Encore une loi inutile...

Au terme d’un marathon de plus de cinquante heures, ponctué par la discussion de quelques 800 amendements, l’Assemblée Nationale a finalement accouché du projet de loi ordinaire visant à restaurer «la confiance dans la vie politique
Adopté à une très large majorité, il ouvre selon toute probabilité la voie à une usine à gaz législative vérifiant une nouvelle fois l’adage de Montesquieu selon lequel “les lois inutiles affaiblissent les lois nécessaires”.
Pour moraliser la sphère politique, il faudrait sans doute autre chose que cet assommoir bien intentionné dont la mise en oeuvre risque d'entraîner un nouveau déluge de paperasserie, de contrôles et de bureaucratie.

Ainsi la suppression proposée de “l’indemnité représentative de frais de mandat”, qui était fondée sur l'attribution d'une enveloppe forfaitaire mensuelle d’un peu plus de 5000 euros, va se traduire par l’obligation de déclarer toute dépense par une note de frais dont la légitimité sera jugée par on ne sait trop qui et on ne sait jusqu’à quel montant… Bonjour la simplification !
Les emplois familiaux seront interdits, ce qui suppose là aussi des contrôles pointilleux de tous les recrutements, et pour chacun, l’analyse méticuleuse du degré de parenté avec l’élu. Vaste fumisterie, qui ne manque pas de sel au moment même où le président de la république est en train d’aménager un statut privilégié pour son épouse !
Afin de lutter contre le lobbying, “un registre des déports” sera institué pour lister les conflits d’intérêts que chaque élu devra déclarer à chaque fois que cela serait susceptible d’entacher la légitimité de son vote. Encore un flicage en perspective du moindre fait ou geste et des polémiques à n’en plus finir…
Dans le même ordre d’idée, on imagine le travail de détective des fonctionnaires chargés de faire respecter l’interdiction pour un élu d’être partie prenante d’une société de conseil pendant ou moins d’un an avant un mandat !

S’agissant du statut judiciaire des élus, les députés ont là encore reculé devant la simplification. A l’obligation dure mais saine d’avoir un casier vierge, ils ont préféré la promulgation d’une liste des condamnations ou poursuites incompatibles avec l’exercice de représentant du peuple.
Parlons enfin d’un des joyaux de cette loi en gestation : la création d’une “Banque de financement des partis”, encore appelée "banque de la démocratie" supposée octroyer plus équitablement les prêts et financements que ne le font paraît-il les banques privées.

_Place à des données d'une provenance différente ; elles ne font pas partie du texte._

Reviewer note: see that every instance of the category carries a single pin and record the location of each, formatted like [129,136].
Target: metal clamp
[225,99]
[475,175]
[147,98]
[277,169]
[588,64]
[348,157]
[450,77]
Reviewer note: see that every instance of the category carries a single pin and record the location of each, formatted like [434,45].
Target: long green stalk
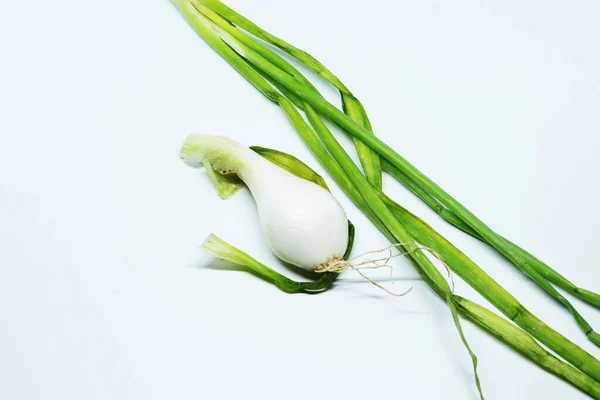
[247,71]
[530,265]
[325,108]
[370,160]
[545,270]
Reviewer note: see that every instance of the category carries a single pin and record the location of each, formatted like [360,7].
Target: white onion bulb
[303,223]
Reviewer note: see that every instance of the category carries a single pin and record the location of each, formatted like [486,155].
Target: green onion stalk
[248,61]
[354,120]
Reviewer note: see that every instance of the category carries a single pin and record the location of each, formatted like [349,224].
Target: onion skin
[302,222]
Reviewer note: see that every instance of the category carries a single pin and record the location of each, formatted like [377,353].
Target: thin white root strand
[342,265]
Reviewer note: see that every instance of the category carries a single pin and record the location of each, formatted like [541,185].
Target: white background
[104,293]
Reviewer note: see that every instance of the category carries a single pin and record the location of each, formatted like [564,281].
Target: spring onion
[263,69]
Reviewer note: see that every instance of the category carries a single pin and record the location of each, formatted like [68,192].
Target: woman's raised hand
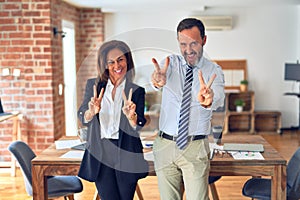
[128,107]
[95,102]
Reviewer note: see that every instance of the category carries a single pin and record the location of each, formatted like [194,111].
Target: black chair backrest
[293,176]
[23,154]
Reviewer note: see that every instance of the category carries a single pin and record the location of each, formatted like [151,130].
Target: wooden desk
[48,163]
[16,134]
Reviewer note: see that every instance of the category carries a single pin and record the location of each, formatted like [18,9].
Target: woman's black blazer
[128,152]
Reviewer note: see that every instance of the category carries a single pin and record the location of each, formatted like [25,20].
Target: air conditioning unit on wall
[216,23]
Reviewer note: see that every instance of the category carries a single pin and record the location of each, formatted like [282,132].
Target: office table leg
[39,183]
[279,183]
[16,135]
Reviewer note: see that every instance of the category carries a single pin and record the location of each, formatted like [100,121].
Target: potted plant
[243,85]
[239,103]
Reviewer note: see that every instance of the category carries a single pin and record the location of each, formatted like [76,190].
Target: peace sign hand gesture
[94,104]
[129,107]
[205,95]
[159,75]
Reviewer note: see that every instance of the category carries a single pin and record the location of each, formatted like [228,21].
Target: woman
[113,158]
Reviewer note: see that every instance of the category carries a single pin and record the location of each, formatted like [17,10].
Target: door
[69,66]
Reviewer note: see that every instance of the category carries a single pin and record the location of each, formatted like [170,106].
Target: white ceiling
[167,5]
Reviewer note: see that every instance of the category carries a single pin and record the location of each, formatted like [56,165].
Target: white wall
[266,36]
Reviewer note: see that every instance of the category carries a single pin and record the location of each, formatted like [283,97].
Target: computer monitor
[292,72]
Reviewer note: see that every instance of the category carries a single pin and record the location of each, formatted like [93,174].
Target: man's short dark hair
[189,23]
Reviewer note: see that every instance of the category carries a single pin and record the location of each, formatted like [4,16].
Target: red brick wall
[27,43]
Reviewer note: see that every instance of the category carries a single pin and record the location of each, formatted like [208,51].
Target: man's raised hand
[205,95]
[158,77]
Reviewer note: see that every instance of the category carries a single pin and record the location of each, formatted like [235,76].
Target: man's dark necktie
[183,127]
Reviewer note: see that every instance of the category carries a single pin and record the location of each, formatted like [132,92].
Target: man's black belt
[173,138]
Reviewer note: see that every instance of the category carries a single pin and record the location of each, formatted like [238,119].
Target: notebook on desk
[81,146]
[243,147]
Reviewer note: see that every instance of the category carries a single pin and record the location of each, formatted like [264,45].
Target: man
[192,87]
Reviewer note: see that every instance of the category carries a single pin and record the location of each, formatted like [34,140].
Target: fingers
[157,68]
[124,97]
[201,78]
[167,62]
[95,91]
[164,69]
[211,80]
[130,94]
[101,94]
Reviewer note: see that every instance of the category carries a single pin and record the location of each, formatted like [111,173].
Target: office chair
[260,188]
[58,186]
[213,190]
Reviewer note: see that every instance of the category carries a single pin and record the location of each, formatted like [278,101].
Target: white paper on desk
[147,143]
[215,146]
[73,154]
[246,155]
[65,144]
[149,156]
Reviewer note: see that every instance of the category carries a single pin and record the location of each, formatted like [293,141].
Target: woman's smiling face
[117,65]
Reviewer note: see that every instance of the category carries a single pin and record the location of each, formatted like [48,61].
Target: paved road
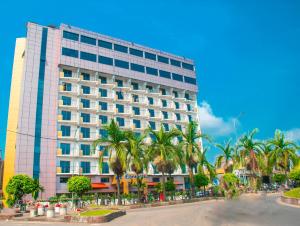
[248,210]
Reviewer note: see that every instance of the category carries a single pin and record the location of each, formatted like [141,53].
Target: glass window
[136,52]
[69,52]
[66,115]
[137,67]
[121,64]
[120,121]
[175,63]
[190,80]
[66,130]
[86,149]
[105,169]
[162,59]
[85,117]
[151,71]
[104,44]
[136,123]
[120,48]
[164,74]
[87,40]
[105,60]
[177,77]
[187,66]
[103,106]
[150,56]
[85,167]
[65,148]
[85,103]
[70,35]
[88,56]
[66,100]
[65,166]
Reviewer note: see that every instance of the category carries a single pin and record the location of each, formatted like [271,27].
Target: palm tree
[191,149]
[249,149]
[116,146]
[137,158]
[283,153]
[226,157]
[162,151]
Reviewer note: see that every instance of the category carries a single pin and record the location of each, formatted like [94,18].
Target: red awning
[99,185]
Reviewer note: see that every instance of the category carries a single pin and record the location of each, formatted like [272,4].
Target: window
[187,66]
[164,74]
[86,89]
[137,67]
[120,48]
[66,115]
[70,35]
[121,64]
[66,100]
[104,44]
[136,123]
[65,148]
[69,52]
[85,103]
[150,101]
[136,52]
[120,108]
[136,110]
[104,179]
[175,63]
[88,56]
[85,167]
[105,169]
[103,80]
[103,106]
[152,125]
[162,59]
[86,76]
[151,71]
[85,132]
[85,117]
[150,56]
[151,112]
[88,40]
[177,77]
[103,119]
[105,60]
[66,131]
[67,73]
[190,80]
[86,149]
[63,180]
[120,121]
[103,92]
[65,166]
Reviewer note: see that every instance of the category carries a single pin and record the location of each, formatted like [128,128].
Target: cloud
[293,134]
[214,125]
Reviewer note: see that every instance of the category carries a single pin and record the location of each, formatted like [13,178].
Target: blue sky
[247,52]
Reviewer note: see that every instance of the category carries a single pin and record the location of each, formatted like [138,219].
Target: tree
[17,187]
[116,146]
[162,150]
[226,158]
[79,185]
[191,147]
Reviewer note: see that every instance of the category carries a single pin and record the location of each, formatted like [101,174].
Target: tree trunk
[163,185]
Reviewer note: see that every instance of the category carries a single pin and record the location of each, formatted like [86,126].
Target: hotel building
[68,82]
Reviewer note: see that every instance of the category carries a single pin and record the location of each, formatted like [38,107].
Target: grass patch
[94,213]
[294,193]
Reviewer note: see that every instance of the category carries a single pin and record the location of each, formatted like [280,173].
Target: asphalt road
[247,210]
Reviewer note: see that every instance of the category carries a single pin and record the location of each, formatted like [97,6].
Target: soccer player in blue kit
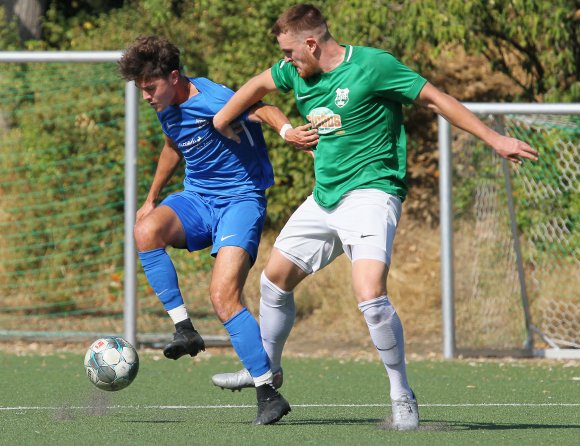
[223,204]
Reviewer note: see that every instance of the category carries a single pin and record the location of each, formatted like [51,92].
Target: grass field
[48,400]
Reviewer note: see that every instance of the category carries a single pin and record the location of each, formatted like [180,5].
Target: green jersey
[358,110]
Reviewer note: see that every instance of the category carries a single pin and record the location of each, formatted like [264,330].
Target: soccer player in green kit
[352,98]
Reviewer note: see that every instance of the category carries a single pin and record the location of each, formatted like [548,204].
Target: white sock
[178,314]
[277,314]
[386,332]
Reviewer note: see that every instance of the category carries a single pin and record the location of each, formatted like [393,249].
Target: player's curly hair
[149,57]
[301,18]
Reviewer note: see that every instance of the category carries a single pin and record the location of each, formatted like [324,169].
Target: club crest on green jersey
[341,97]
[325,120]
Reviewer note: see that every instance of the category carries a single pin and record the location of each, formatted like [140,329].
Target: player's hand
[514,150]
[303,137]
[144,211]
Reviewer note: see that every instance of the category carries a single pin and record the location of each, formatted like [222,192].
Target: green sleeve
[393,80]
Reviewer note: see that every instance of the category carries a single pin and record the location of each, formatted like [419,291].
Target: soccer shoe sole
[405,413]
[179,347]
[242,379]
[271,411]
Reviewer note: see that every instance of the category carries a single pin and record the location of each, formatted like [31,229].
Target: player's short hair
[300,19]
[149,57]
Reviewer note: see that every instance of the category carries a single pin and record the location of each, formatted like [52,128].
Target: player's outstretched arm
[302,137]
[457,114]
[248,94]
[168,162]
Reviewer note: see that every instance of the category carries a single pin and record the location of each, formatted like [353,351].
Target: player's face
[299,54]
[159,92]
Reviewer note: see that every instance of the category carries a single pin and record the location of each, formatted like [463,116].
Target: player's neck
[332,55]
[185,90]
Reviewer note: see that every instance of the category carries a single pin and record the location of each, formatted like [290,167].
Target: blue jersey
[214,164]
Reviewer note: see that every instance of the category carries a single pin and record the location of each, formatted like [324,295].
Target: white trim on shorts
[362,225]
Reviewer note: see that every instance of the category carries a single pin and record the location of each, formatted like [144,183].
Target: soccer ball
[111,363]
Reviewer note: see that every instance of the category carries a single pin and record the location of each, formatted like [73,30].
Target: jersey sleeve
[217,95]
[393,80]
[283,74]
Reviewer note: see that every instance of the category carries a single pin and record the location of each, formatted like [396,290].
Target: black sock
[184,325]
[265,392]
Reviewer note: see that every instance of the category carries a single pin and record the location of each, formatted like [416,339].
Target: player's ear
[312,44]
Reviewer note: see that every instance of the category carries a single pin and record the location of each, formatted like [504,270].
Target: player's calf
[242,379]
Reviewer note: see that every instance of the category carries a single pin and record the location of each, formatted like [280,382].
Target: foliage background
[505,50]
[497,50]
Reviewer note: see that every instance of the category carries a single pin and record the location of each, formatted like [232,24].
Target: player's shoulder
[364,55]
[206,83]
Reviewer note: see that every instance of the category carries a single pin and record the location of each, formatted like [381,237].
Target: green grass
[505,403]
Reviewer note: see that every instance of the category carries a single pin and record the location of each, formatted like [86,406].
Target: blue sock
[162,277]
[244,333]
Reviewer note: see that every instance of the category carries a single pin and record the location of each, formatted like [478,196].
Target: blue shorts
[220,221]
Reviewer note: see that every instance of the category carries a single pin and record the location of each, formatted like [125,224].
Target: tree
[28,14]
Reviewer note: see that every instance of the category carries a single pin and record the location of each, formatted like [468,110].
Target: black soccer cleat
[185,342]
[271,409]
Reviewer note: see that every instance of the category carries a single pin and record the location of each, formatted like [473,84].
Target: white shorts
[362,225]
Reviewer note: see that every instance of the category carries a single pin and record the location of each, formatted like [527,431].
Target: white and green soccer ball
[111,363]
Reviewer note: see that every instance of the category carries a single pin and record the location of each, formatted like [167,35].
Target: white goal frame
[446,224]
[131,131]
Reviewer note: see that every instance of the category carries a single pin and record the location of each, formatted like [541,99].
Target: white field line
[246,406]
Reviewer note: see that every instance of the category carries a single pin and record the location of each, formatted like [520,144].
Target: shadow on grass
[154,421]
[461,425]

Au vu des expériences passées de banques nationalisées, on peut sérieusement en douter, et de toute manière cette  lourde et dispendieuse machinerie paraît redondante avec le “médiateur du crédit aux partis et aux candidats” que la même loi se propose d’instituer…

L’abolition de la réserve parlementaire pourrait en définitive être la seule mesure s’apparentant à une certaine clarification, générant au surplus quelques substantielles économies. Cette coquette enveloppe, de plus de 100.000€ annuels, dont jouissent les députés et sénateurs pour distribuer comme bon leur semble aides et subventions, coûte en effet 146 millions d’euros à l’Etat. Elle a maintes fois été accusée de donner lieu à de nombreux abus relevant du favoritisme ou du clientélisme. Sa suppression paraît donc bienvenue, à condition qu’elle ne soit pas remplacée par un dispositif aussi coûteux et tarabiscoté.
On parle en effet déjà de sa substitution par un “fonds d'action pour les territoires et les projets d'intérêt généraux”....

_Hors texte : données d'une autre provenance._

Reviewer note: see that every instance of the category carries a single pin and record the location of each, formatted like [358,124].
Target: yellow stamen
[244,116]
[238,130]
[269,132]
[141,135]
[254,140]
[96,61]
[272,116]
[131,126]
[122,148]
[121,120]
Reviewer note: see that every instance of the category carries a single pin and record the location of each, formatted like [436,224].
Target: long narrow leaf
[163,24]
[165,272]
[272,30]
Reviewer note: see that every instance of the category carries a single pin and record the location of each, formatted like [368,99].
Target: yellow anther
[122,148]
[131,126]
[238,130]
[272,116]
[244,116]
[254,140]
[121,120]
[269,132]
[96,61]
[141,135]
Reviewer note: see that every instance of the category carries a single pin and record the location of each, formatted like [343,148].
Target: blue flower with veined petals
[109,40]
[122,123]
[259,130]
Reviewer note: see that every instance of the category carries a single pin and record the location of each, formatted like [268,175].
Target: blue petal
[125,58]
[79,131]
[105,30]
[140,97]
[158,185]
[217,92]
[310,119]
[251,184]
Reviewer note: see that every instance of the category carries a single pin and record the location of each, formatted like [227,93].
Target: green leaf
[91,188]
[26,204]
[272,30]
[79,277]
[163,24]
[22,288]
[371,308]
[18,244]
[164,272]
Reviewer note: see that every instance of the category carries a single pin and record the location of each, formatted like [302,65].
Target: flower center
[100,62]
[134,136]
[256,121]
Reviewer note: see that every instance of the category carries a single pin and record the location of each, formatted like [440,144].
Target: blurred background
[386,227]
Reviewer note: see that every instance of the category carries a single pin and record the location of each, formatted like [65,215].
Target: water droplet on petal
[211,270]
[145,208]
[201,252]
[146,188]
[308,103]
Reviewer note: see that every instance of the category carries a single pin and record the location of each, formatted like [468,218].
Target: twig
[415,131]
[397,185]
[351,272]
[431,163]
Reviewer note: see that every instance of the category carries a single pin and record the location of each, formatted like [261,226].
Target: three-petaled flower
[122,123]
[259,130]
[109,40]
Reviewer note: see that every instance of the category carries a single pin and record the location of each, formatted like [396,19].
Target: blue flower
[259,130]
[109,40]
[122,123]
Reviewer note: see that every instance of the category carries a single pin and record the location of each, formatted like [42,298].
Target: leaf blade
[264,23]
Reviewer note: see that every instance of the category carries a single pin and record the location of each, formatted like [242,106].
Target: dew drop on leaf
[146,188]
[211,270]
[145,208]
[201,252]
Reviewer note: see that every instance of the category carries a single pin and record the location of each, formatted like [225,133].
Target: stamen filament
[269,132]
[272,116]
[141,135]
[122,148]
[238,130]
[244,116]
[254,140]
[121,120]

Pendant ce temps le Président de la République procède benoîtement à la nationalisation des chantiers navals de Saint-Nazaire, dont l’entreprise coréenne STX vendait sa part majoritaire, tout cela pour éviter de la céder au groupe italien Fincantieri.
En la circonstance, on serait tenté de dire que M. Macron a tout faux.
Il ne s’agit ni d’une bonne décision car les nationalisations sont en règle de bien piètres solutions, surtout pour un Etat endetté jusqu’au cou, ni d’un geste fair play vis à vis d’un partenaire européen, ni enfin d’une opération rentable car cette branche de STX, malgré ses belles réussites et un carnet de commande bien rempli, n’était semble-t-il pas bénéficiaire.
Décidément, tout change, mais rien ne change….

24 juillet 2017

Tout change, rien ne change

En matière de politique gouvernementale, les temps changent paraît-il, mais derrière les artifices de communication, les incohérences subsistent.
On voulait espérer que le jeune et sémillant président de la république que la France s’est choisi, fasse preuve de plus d’audace, de détermination et de constance que ses prédécesseurs.
Hélas, à mesure que le temps passe, l’actualité semble démentir cet espoir.

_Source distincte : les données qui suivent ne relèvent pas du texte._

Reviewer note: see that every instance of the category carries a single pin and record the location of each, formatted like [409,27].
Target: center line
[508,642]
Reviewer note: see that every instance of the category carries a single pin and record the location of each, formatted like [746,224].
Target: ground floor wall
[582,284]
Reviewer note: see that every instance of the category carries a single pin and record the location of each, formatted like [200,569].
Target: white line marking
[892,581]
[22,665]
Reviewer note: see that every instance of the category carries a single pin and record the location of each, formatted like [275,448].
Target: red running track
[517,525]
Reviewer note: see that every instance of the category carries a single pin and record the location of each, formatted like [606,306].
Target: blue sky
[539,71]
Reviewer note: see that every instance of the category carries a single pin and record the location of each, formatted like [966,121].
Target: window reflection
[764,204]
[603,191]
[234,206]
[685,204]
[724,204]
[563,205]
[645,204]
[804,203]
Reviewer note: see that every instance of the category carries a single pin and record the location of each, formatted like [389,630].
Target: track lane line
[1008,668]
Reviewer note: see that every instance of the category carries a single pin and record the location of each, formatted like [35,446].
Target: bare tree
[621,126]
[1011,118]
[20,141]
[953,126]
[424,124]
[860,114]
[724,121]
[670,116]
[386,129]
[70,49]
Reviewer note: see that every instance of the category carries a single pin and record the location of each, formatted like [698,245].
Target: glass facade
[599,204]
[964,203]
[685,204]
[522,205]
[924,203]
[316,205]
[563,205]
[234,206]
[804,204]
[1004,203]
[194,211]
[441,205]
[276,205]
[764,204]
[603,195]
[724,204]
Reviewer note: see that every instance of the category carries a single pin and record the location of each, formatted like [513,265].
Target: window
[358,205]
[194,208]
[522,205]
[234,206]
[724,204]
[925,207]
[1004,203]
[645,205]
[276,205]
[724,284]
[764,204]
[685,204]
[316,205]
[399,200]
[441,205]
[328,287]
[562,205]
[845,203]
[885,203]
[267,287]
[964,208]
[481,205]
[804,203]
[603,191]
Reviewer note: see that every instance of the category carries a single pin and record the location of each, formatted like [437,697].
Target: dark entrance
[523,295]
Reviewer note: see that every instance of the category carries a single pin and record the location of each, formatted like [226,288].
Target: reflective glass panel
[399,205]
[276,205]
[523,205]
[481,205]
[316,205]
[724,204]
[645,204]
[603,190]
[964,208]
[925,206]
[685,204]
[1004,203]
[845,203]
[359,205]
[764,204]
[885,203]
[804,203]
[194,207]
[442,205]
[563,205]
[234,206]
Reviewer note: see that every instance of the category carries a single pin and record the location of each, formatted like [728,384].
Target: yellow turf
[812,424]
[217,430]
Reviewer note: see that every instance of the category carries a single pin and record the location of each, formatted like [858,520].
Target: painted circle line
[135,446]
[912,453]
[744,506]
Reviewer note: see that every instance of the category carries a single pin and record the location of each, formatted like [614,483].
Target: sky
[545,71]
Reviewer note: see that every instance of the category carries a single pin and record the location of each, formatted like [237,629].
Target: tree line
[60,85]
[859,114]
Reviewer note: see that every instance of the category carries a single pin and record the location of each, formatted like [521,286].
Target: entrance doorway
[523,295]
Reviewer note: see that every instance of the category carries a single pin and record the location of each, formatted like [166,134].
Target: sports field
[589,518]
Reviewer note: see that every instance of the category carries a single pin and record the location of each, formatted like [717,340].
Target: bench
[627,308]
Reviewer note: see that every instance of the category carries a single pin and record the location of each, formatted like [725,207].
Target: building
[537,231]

Dans le but louable d’assainir les finances du pays, le chef de l'Etat et plusieurs de ses ministres nous ont annoncé à grands fracas des économies “jamais vues” sur les dépenses publiques, touchant tous les ministères sans exception.
Et pan dans l’Armée, sommée de trouver 850 millions d’euros avant la fin de l’année !
Après avoir vu le Président parader pendant tout le printemps auprès des soldats, après avoir entendu ses belles paroles vantant l'armée et le rôle majeur qu'il prétend lui voir jouer, l’injonction “jupiterienne” détonne si l’on peut dire. Pire, le président ouvre brutalement une crise avec la Grande Muette en prenant à rebrousse poil le chef d’état major Pierre de Villiers qu’il venait pourtant de renouveler dans ses fonctions, sans lui avoir de toute évidence révélé ce serrage de ceinture drastique. Résultat : démission dudit chef d'état major !

Quelques jours après le clash, en pleine polémique, maladroitement attisée par M. Castaner, porte-parole du gouvernement, on apprend ce jour que la ministre des armées a obtenu le dégel de 1,2 milliards d’euros sur 2017 !
Pour le péquin moyen, il faut reconnaître que cette politique ressemble à celle de Gribouille. Comment ne pas comprendre que l’Etat fait volte face et qu’en fait d’économies, il engage des dépenses supplémentaires ?
Certes, cette coquette somme "gelée" était inscrite au budget. Elle faisait même partie d’une enveloppe plus large, de 1,9 milliards d’euros…
Sans doute y a-t-il des finesses qui nous échappent à nous les béotiens, mais en fin de compte, n’eut-il pas été plus simple d’annoncer que le Chef de l’Etat, dans sa grande magnanimité, et ce malgré les contraintes budgétaires, débloquait immédiatement 1,2 milliards d’euros de cette enveloppe, ce qui revenait à faire une économie nette de 700 millions ! Trop simple sans doute...

Dans le même temps, on apprend que les allocations destinées à venir en aide au logement vont baisser dès le 1er octobre de 5 euros par mois. Et selon la bonne vieille habitude, le gouvernement tente de faire porter la responsabilité sur les autres en prétendant qu’il ne s’agit que de l’application d’une mesure votée lors du précédent quinquennat.
Pas de quoi fouetter un chat en somme. A peine 16 centimes par jour, c'est à dire trois fois rien !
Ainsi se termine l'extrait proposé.